大切にしたい小さなコミュニティ
以前から紹介してきたヘルシービレッジのプロジェクト、年始めの会議で去年の成果をシェアしたところ、現場からオファーがいくつかあり、早速1件導入をしてきました。
場所は私自身も今年ターゲットにすべきと思っていたところ。ガダルカナル島内の、首都ホニアラから1時間東へ走ったあたりの地域。首都付近であり、オイルパームのプランテーションと金鉱があるだけに人口が多く、マラリアケースも多いのです。
さて、オイルパームのプランテーションは地域の環境や治安にけっこうな影響を与えています。まず、蝿がものすごく多い。廃棄物が大量の蝿を発生させているのです。食事をするときは自分のお皿から蝿を追い払うので精一杯で、おしゃべりをするのも難しいです。ソロモンで大ざっぱさに磨きをかけた私でさえ、ここでは長袖ロングパンツ、更に靴下まで履いていました。蚊にさされたところに蝿がつくと、簡単に皮膚病にしていまうのです。現にこの地域での皮膚病率も高い。

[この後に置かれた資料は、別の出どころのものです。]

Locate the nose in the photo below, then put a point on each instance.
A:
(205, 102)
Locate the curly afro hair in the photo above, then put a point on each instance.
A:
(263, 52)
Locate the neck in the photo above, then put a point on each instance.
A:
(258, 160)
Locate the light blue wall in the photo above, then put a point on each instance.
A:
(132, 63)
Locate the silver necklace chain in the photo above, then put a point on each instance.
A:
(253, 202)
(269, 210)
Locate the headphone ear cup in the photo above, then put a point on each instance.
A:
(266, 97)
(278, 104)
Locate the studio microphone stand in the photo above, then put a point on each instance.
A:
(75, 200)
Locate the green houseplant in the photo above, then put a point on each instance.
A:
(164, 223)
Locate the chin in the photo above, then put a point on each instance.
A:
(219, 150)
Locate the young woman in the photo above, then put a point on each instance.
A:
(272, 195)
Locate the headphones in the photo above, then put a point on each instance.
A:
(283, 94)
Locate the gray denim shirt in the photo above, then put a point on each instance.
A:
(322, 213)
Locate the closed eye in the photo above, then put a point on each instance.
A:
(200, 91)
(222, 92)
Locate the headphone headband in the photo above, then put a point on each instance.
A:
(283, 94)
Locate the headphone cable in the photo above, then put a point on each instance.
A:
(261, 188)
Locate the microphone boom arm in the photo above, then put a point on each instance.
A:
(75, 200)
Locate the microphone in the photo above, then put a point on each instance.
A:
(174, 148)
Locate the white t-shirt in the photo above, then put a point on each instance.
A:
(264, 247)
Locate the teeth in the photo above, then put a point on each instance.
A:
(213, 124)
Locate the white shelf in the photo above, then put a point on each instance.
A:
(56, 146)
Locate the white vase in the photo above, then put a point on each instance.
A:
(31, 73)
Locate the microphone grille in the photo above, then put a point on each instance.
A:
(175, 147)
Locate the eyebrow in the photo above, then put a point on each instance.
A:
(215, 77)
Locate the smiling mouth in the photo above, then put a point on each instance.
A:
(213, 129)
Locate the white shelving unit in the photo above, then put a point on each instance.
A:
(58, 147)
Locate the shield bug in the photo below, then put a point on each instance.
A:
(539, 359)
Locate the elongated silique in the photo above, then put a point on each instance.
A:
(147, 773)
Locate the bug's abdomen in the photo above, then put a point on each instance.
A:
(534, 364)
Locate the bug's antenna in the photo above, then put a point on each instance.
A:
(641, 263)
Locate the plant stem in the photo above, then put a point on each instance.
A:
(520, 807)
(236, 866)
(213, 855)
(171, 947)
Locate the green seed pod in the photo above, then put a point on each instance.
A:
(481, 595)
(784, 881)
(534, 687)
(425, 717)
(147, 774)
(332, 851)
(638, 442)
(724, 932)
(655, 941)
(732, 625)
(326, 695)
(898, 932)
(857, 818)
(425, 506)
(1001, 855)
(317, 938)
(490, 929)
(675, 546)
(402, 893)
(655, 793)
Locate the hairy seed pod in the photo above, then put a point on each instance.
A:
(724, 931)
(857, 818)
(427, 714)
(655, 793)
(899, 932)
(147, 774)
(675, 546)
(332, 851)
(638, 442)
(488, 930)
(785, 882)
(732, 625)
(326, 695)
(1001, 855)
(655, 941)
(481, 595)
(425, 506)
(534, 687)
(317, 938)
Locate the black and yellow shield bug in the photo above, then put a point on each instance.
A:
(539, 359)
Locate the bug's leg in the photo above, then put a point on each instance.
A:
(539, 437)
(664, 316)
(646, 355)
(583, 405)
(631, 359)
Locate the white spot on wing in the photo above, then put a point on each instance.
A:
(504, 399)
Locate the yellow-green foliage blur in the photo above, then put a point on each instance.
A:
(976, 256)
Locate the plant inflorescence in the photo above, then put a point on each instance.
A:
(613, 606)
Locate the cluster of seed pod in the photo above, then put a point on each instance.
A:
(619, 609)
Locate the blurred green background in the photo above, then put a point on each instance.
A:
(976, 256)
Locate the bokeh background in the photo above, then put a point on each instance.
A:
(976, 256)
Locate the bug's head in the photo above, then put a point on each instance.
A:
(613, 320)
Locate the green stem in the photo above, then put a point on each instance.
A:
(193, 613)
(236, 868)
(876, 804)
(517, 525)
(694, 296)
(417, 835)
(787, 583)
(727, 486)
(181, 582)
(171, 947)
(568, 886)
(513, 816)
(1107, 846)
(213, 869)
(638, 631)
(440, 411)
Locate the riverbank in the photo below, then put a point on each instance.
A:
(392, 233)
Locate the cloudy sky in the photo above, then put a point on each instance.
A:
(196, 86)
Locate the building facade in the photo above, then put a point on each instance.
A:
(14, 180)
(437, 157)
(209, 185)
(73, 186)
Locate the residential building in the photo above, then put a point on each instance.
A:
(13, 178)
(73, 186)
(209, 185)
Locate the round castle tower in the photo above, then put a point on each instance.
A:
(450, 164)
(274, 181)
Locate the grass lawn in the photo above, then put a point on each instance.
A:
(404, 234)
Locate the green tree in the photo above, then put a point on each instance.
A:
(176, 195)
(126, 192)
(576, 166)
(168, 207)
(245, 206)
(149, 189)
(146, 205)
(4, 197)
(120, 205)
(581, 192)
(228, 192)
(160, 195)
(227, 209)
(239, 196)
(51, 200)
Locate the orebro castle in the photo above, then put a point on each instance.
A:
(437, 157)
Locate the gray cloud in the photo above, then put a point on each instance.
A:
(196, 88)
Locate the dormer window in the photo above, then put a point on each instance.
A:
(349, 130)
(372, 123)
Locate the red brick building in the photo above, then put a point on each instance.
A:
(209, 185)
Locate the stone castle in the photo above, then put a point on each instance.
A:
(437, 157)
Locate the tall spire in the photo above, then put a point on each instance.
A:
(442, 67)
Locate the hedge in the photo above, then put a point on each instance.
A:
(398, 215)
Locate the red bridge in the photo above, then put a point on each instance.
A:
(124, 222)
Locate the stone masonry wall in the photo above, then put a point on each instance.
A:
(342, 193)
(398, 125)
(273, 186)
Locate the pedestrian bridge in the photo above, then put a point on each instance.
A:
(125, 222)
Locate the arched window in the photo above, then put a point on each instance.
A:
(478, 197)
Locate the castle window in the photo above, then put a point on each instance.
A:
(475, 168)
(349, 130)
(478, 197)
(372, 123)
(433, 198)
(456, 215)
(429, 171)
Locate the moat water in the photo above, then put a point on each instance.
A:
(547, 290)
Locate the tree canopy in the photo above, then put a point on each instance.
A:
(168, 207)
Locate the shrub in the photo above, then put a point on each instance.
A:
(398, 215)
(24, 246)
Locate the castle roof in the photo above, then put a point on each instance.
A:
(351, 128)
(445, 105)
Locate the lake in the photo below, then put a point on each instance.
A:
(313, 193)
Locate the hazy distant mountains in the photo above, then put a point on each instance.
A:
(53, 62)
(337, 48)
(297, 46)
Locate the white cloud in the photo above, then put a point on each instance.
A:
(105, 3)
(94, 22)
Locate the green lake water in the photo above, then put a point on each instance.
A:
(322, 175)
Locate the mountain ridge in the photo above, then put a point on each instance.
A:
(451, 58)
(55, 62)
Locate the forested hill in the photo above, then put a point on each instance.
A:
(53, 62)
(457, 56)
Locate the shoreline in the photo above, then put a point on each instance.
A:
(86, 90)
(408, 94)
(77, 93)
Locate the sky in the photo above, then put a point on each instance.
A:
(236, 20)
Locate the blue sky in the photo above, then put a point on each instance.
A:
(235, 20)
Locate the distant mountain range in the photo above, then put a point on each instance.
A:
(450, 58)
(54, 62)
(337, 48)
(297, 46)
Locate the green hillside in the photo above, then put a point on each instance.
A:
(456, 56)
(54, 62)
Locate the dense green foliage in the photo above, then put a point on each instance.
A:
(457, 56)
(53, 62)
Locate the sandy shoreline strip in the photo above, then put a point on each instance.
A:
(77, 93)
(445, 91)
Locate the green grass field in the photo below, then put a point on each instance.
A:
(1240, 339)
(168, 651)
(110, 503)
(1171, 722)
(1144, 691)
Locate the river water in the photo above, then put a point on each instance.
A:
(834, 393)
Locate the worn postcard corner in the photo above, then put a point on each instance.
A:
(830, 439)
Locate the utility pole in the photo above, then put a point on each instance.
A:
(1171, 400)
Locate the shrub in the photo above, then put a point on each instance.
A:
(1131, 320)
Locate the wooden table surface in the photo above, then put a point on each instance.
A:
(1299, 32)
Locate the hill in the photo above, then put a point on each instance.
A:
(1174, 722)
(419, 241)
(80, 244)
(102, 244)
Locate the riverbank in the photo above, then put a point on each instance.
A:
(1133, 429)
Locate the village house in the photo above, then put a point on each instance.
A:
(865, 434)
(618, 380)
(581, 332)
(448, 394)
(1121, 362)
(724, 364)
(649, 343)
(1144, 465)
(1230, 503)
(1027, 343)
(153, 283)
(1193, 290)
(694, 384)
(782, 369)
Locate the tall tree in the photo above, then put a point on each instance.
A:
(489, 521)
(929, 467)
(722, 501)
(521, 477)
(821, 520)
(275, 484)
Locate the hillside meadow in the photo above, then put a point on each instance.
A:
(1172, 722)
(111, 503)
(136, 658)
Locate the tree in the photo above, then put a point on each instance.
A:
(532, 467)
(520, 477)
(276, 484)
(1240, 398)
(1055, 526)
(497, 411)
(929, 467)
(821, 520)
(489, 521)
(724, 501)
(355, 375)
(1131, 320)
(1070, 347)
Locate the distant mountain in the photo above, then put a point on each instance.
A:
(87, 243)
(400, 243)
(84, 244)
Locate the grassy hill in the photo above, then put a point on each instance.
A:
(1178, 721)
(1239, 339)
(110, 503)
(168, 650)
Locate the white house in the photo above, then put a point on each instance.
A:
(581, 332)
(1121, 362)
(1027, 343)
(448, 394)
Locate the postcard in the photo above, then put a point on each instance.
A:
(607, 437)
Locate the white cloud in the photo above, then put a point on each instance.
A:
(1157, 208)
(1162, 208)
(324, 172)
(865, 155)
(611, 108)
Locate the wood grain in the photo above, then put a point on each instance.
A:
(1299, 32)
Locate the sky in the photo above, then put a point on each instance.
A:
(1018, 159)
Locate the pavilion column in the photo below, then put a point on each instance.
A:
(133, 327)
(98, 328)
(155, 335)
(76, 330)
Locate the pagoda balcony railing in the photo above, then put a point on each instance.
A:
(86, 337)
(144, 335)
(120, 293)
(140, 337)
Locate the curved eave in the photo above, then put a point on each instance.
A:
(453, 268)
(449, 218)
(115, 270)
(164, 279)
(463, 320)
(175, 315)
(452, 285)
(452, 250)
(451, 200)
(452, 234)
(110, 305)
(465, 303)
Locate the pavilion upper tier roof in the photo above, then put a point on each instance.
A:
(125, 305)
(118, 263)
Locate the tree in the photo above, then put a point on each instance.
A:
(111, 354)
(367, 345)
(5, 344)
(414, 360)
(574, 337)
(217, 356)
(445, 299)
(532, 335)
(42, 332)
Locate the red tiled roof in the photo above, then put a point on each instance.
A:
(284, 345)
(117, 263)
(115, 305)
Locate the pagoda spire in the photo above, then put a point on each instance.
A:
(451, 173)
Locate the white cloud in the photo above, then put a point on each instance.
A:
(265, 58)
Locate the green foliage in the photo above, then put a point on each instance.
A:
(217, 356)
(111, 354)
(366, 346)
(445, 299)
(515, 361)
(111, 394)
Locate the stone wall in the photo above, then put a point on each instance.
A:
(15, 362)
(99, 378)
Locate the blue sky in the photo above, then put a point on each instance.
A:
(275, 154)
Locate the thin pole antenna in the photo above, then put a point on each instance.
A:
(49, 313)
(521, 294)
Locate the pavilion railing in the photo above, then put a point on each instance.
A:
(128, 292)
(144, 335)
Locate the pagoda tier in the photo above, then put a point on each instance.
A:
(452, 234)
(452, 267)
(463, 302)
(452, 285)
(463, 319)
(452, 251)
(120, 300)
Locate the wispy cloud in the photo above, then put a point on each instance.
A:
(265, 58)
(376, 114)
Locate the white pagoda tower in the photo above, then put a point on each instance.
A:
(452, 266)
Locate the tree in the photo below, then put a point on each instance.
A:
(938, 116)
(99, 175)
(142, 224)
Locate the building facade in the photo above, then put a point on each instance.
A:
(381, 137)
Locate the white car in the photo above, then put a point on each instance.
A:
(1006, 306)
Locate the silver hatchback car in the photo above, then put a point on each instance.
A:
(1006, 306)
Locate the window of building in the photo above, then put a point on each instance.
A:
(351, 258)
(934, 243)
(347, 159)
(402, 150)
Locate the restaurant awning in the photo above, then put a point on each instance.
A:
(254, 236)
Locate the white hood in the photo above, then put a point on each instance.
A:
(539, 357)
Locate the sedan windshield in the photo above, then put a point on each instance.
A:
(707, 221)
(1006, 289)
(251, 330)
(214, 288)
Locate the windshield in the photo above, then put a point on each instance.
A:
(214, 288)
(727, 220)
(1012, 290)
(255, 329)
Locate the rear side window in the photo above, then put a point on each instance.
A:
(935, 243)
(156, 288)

蚊も多いです。蝿と同じく廃棄物が環境を汚していることと、土壌の水はけが悪いことが原因のように思えます。おそらく、一箇所にオイルパームつまり同じ種類の木を大量に植え過ぎて、土の中の水の流れがおかしくなってしまっているのかなぁと思います。オイルパームの工場付近は、臭いも良くありません。「ソロモンで一番汚い場所」なんて言われてしまうこともあります。
そんな風に言われてしまう理由としてもう1つ、治安もあまり良くないのです。ここは昼間でも女の子は1人で歩くなとよく言われます。巨大なプランテーションの中では、地域の目も届かず、お互い知り合いが当たり前のソロモンの村の社会とは事情が違うのです。
今回はこの地域の中でのとりわけマラリアケースの高い地域に行ってきました。日中働きに出ている人が多い場所では、コミュニティ作りの活動はしにくいだろうなと思いつつ…、でもともかくも一度やってみよう、というわけです。
農民とお母さんを中心に人集めて委員会を作り、村人自身で村の環境を整えていくアイデアをシェアし、一緒に村を歩いて改善点を洗い出し、アクションプランを作りました。時間の流れがやはり違うので、人が集まるまでに辛抱強く待つ(あるいは呼びに行く)必要があり、毎度村へ行くたびこの瞬間、弱気になりそうな自分と闘います。
受け入れられていないのだろうか?
必要とされていないのだろうか?
外国人につき合ってくれているだけなのだろうか?
そして毎度今までの現場で学んできたことを思い出します。
ここは時間の概念が全然違う。
スケジュールに沿って動く習慣はない。
プロジェクトをするということ自体、村人には馴染みのないこと。
結局、現地の人に馴染むように、こちら側がフレキシブルに対応するのがいちばん。必要ないと思ったことは省くし、大事にした方が良いと思ったことには時間をかけます。私自身スケジュールに重きを置いていません。
そしてモヤモヤしたことは人と向き合って消化していくのがいちばん。同僚や村人と積極的に話して、お互いの理解を深めます。
結果とても良いかたちで導入ができました。
もう残り少ない活動期間、もっと最初からこんな風に活動できていたら…なんて考えますが、この経験はまた違う場所できっと生きてくるはず!と振り返る帰国3ヶ月前です。